Also, if you don’t follow me on Twitter or didn’t catch the articles I posted yesterday, the New York Times posted some interesting health related articles that some of you may like to read:
- The Long Life of the ‘Perfect’ Woman
- Our Imaginary Weight Problem (this is an op-ed piece, NOT the actual study, though the study is linked in the article)
- What You Think You Know But Don’t About Wise Eating (an interesting article about processed foods, especially after watching Hungry For Change)

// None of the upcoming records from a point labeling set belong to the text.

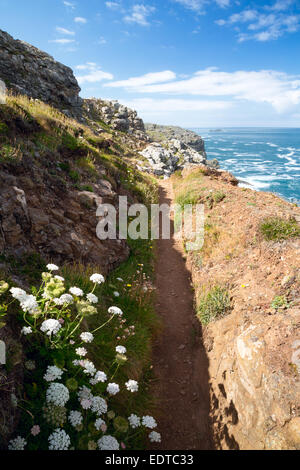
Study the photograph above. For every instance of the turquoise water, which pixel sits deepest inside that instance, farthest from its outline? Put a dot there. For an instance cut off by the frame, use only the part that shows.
(267, 159)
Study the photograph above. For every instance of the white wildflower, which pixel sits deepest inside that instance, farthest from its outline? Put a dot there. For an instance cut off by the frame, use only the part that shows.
(53, 373)
(29, 304)
(81, 352)
(98, 423)
(30, 365)
(86, 404)
(92, 298)
(17, 444)
(113, 389)
(59, 440)
(121, 349)
(132, 386)
(50, 327)
(76, 291)
(88, 367)
(155, 436)
(97, 278)
(18, 294)
(149, 422)
(52, 267)
(134, 421)
(57, 394)
(99, 377)
(99, 405)
(65, 299)
(87, 337)
(115, 311)
(26, 330)
(108, 443)
(75, 418)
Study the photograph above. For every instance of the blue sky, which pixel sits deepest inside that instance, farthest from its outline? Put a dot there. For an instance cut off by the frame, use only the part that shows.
(195, 63)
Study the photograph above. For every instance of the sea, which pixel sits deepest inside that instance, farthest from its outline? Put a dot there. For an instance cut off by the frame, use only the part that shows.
(264, 159)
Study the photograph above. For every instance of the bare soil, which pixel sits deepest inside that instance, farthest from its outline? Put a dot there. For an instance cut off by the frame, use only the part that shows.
(179, 358)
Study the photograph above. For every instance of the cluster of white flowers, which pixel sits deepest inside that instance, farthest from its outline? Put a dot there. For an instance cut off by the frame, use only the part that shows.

In semi-related news, I just learned that I was chosen to be a Girls Gone Sporty ambassador! I was notified the other day by Laura Williams, the co-owner of the group and I am so excited to be part of their community! My ambassador information should be up on their website soon (I’ll let you know when it is) but you can bet that you’ll be hearing more about them on this blog in the future.
Whew, that was lengthy! I just had so much to say today before my weekend break. This weekend will probably consist of lots of rest time, though I would like to get my sweat on at least once. Sunday afternoon is all football: Seattle Seahawks play the Washington Redskins in the playoffs and my loyalties are not even remotely divided – Seahawks all the way, baby!
Wishing you all a wonderful and restful first weekend of 2013!
Food For Thought: Have you seen Hungry For Change or any other food documentaries? Did they change the way you thought about food/nutrition?